L’entente annoncée ce week-end, qui prévoit la création d’un nouveau chemin de fer appelé Canadian Pacific Kansas City (CPKC) entraînera une diversification de la clientèle au chapitre des secteurs d’activité et de la géographie, a écrit l’analyste Walter Spracklin, de la Banque Royale, dans un rapport.

« Le niveau d’exposition aux marchandises que Kansas City Southern apporterait au CP est remarquable, et représente environ 70 % des revenus de la KCS, mais seulement 36 % pour le CP », a-t-il écrit.

« De même, la répartition géographique de l’ajout des flux de revenus américains et mexicains de KCS au CP permet, à notre avis, une meilleure répartition géographique en réduisant l’exposition du CP au Canada, le faisant passer de 76 % à 53 %, et augmentant sensiblement son exposition aux États-Unis (de 24 % à 33 %) et au Mexique (de 0 % à 14 %). »

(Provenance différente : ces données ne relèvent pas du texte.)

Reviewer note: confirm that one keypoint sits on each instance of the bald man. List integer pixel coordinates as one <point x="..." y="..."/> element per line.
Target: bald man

L’analyste Jason Seidl, de Cowan Equity Research, a dit croire, lors d’une entrevue, que l’accord profiterait aux expéditions de pétrole brut par chemin de fer, mais que le plus grand avantage pour les expéditeurs canadiens serait l’amélioration générale des options de service et de routes vers les États du sud et le Mexique.

« Cette combinaison devrait générer une croissance de la clientèle en Amérique du Nord, des gains d’efficacité dans les nouvelles routes à une seule ligne, une augmentation de la portée du marché et des synergies notables », a-t-il affirmé.

Approbation requise aux États-Unis seulement

Les actions du CP ont chuté lundi à la Bourse de Toronto, pendant que celles de Kansas City Southern ont avancé à la Bourse de New York.

Le titre de CP a glissé de 23,26 $, soit 4,9 %, à 451,01 $, tandis que celui de KCS a augmenté de 36,13 $ US, soit 16 %, à 260,29 $ US.

En vertu de l’accord, les actions de Kansas City Southern doivent être évaluées à 275 $ US par action, ce qui représente une prime de 23 % par rapport à leur cours de clôture de vendredi, ont annoncé les sociétés dans un communiqué de presse conjoint.

Les actionnaires de KCS recevront 0,489 action du CP et 90 $ US en espèces pour chacune de leurs actions ordinaires de KCS. La société qui en verra le jour sera détenue à 75 % par les actionnaires de CP Rail.

La fusion doit être approuvée par le Surface Transportation Board, une agence de réglementation fédérale américaine, pour aller de l’avant, ont indiqué les dirigeants. Selon eux, aucune approbation réglementaire n’est requise au Canada et au Mexique.

Les sociétés estiment que la fusion entraînera une croissance annuelle des revenus de 800 millions US dans les trois ans suivant la réception de l’approbation réglementaire américaine, attendue vers la mi-2022.

Ils s’attendent également à réaliser des économies annuelles de 180 millions US sur les coûts liés à l’efficacité énergétique, à l’administration, à la location d’équipement, aux installations, aux technologies de l’information et aux licences, mais ne prévoient aucune réduction nette de la main-d’œuvre.

Le siège social mondial de la société fusionnée restera à Calgary, tandis que Kansas City abritera son siège social américain.

L’entreprise née de la fusion exploiterait plus de 32 100 kilomètres de voies ferrées au Canada, aux États-Unis et au Mexique, emploierait environ 20 000 travailleurs et générerait des revenus totaux d’environ 8,7 milliards US sur la base des chiffres de 2020.